From the America of the OJ Simpson verdict and of juries reportedly too frightened to convict blacks for fear of riots, we leap back with Twelve Angry Men - Reginald Rose's jury-room classic - to a Fifties world where to be black was, ipso facto, to be guilty. The one injustice does not excuse the other, but it offers some historical explanation for it. Moreover, as the programme to Harold Pinter's splendidly acted revival points out, 1995 saw the largest number of executions in the US since 1957 and changes in the law there suggest that the rate of increase will be stepped up. Twelve Angry Men is an eloquent demonstration of the dangers of sentencing any man to death.

It can't be denied that the play, originally written for TV and then made into a gripping film starring Henry Fonda, looks a bit contrived now and, in striving to break through the prejudices of a morally unsubtle Fifties audience, it has to resort to some pretty unsubtle methods itself. The action is set in a New York jury room on a stiflingly hot day. The all-male, all-white personnel are closeted there to reach a verdict on what looks like an open-and-shut case. A 16-year-old slum kid has been accused of stabbing his father to death. The evidence against him looks damning. He was overheard by the man in the apartment beneath and witnessed in the act by a woman living in the opposite block. Only one juror, a liberal architect, whose quiet decency is well conveyed by Kevin Whateley, holds out against a "guilty" verdict.

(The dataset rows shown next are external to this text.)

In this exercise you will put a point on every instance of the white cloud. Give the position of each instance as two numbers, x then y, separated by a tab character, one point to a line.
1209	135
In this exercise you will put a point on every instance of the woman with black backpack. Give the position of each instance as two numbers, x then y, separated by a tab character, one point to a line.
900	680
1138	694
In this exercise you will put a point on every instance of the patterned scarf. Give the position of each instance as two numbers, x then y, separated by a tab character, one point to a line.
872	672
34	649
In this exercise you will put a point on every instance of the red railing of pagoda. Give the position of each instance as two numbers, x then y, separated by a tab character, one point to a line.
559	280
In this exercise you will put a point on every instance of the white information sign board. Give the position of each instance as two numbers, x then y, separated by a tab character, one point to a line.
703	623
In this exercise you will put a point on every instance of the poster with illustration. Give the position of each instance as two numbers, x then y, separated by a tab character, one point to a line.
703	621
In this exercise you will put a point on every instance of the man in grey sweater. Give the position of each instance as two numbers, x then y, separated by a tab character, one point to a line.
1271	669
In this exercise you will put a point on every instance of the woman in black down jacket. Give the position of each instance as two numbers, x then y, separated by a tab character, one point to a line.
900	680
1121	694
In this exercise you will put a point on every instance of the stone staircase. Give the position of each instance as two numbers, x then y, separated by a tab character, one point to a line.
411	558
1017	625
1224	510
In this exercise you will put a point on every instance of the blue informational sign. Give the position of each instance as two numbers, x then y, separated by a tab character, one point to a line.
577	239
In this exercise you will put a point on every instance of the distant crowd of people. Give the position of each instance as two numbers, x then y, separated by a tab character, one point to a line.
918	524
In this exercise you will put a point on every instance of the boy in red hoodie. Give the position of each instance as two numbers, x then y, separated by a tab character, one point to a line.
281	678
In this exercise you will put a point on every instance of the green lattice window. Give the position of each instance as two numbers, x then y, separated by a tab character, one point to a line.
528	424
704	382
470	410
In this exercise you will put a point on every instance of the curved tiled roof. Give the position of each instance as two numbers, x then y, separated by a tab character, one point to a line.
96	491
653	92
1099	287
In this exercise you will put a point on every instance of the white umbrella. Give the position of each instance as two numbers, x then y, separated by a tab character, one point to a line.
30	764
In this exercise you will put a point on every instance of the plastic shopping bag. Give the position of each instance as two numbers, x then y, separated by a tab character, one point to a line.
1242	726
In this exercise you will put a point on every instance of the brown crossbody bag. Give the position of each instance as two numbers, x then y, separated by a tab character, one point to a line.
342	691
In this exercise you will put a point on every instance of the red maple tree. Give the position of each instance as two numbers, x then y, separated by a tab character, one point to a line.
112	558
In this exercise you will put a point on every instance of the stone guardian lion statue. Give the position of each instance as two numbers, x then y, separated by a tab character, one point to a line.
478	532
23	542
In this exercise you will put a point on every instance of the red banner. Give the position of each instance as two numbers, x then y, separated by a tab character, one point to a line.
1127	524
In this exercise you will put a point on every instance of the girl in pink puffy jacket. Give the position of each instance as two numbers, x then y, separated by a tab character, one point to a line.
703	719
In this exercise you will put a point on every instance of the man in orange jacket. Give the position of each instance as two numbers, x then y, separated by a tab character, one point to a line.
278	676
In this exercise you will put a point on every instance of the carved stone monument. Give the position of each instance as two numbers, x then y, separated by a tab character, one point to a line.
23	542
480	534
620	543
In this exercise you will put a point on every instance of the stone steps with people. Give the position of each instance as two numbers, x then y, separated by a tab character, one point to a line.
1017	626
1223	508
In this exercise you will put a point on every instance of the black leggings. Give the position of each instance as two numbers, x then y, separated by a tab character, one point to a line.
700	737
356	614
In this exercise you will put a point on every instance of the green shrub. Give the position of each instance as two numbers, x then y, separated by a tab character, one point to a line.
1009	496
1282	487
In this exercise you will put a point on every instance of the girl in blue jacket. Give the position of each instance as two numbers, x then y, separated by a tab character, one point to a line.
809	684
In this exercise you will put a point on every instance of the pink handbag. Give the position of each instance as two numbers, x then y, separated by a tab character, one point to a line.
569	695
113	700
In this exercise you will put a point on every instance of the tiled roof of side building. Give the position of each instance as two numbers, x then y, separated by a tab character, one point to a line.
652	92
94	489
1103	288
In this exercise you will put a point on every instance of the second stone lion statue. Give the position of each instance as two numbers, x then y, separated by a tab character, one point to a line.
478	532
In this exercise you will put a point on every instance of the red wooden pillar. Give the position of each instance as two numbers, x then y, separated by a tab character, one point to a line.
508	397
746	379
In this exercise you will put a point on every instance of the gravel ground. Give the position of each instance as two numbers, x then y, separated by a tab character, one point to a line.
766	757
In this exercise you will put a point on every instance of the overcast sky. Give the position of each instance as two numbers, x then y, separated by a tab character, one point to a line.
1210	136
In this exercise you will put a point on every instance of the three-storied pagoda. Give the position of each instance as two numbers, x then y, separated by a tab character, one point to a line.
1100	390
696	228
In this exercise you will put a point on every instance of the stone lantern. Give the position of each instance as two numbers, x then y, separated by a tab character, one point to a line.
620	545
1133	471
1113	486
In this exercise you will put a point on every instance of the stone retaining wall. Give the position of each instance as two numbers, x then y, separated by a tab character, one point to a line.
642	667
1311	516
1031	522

Inspirationally, this figure is shown gradually swinging the others round through a scrupulous sifting of the evidence. One problem with the play is that the prosecution case proves to be so riddled with holes that only a defence lawyer of spectacular dimness, could have failed to demolish it. Where the piece still has bite is in its depiction of the bigotries that people bring with them into the jury room and their consequent reluctance to respond to reason.

For me, the most frightening of the bunch is not Peter Vaughan's poisonous racist ("I say get him before he gets us"), nor the excellent Tony Haygarth's blustering redneck whose view of the case is warped by the pain of problems with his own son. No, the most frightening is Maurice Kaufmann's gum- chewing elderly baseball fan, who wants a quick verdict so that he can get to his game and eventually sides with right for purely selfish, pragmatic reasons, not because he's convinced. In the other two, the moral sense is there, albeit perverted; in him, chillingly, it doesn't exist.

The play presupposes that hidden vested interests are the monopoly of the illiberal, which is not the case. It also makes the accused too much a model of abused victimhood. But it has theatrical life and moral authority, to both of which features Pinter's production does justice.